J'ai prié dans mon cœur et supplié Dieu qu’ils partent sans nous faire de mal. Ils voulaient de l'argent et toutes les autres choses précieuses que nous avions.
— Wangue*
Dieu a répondu aux prières de Wangue et les rebelles l'ont laissée indemne. Cependant, les marchandises et l'argent qu'ils ont pillé ont mis la famille à genoux sur le plan économique.
«Je suis heureuse que Dieu nous ait sauvé la vie, mais je lui ai demandé: ‹Qu'allons-nous faire maintenant?› Notre source de revenus avait disparu et ils avaient pris tout l'argent que mon mari avait.»
«La vie est devenue très difficile pour nous. Nous arrivions tout juste à joindre les deux bouts», se souvient Wangue.
Le 22 août 2023, Wangue a reçu un peu d'argent de Portes Ouvertes, par l'intermédiaire de partenaires locaux, pour reprendre son travail et obtenir un revenu. Son espoir a été ravivé.
«Ma famille en Christ a entendu parler de ma souffrance et est venue m'aider. Ils m'ont donné une somme d'argent qui m'a permis de reprendre mon activité professionnelle.
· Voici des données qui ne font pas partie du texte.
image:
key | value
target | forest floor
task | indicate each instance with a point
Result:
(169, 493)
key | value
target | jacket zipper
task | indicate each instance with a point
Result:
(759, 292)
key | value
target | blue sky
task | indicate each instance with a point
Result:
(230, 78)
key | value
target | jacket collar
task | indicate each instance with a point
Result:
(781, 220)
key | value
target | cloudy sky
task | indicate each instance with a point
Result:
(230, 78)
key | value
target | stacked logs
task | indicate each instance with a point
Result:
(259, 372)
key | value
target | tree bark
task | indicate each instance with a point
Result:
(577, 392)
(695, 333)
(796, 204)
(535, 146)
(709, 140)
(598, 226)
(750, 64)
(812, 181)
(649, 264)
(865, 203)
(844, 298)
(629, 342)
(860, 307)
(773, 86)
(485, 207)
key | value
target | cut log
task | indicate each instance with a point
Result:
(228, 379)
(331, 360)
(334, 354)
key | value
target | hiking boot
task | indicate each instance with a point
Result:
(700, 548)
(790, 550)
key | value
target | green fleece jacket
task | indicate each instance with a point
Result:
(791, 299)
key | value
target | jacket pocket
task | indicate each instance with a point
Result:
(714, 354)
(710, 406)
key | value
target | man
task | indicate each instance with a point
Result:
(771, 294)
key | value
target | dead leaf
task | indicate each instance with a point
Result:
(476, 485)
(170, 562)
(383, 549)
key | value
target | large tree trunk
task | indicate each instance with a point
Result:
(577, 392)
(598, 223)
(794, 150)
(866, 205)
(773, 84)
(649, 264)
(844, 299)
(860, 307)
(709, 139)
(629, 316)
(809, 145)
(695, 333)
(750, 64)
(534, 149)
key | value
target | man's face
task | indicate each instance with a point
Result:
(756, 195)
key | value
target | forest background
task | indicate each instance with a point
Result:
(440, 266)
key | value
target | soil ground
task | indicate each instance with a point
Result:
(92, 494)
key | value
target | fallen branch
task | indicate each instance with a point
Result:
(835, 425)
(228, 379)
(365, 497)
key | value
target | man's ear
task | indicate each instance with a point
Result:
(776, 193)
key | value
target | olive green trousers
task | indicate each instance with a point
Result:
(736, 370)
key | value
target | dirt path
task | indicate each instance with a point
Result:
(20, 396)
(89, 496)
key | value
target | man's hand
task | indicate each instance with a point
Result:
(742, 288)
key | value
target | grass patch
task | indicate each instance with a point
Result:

J'ai acheté des produits tels que du maïs, de la soude et de l'huile de palme pour la fabrication de savon traditionnel. Grâce à cet argent, je peux subvenir aux besoins de ma famille et aussi soutenir l'église», raconte Wangue.
Wangue et sa famille continuent à vivre dans la même maison malgré l'insécurité. Elle vend son savon sur le marché de la ville et est à nouveau en mesure d'assurer la subsistance de sa famille.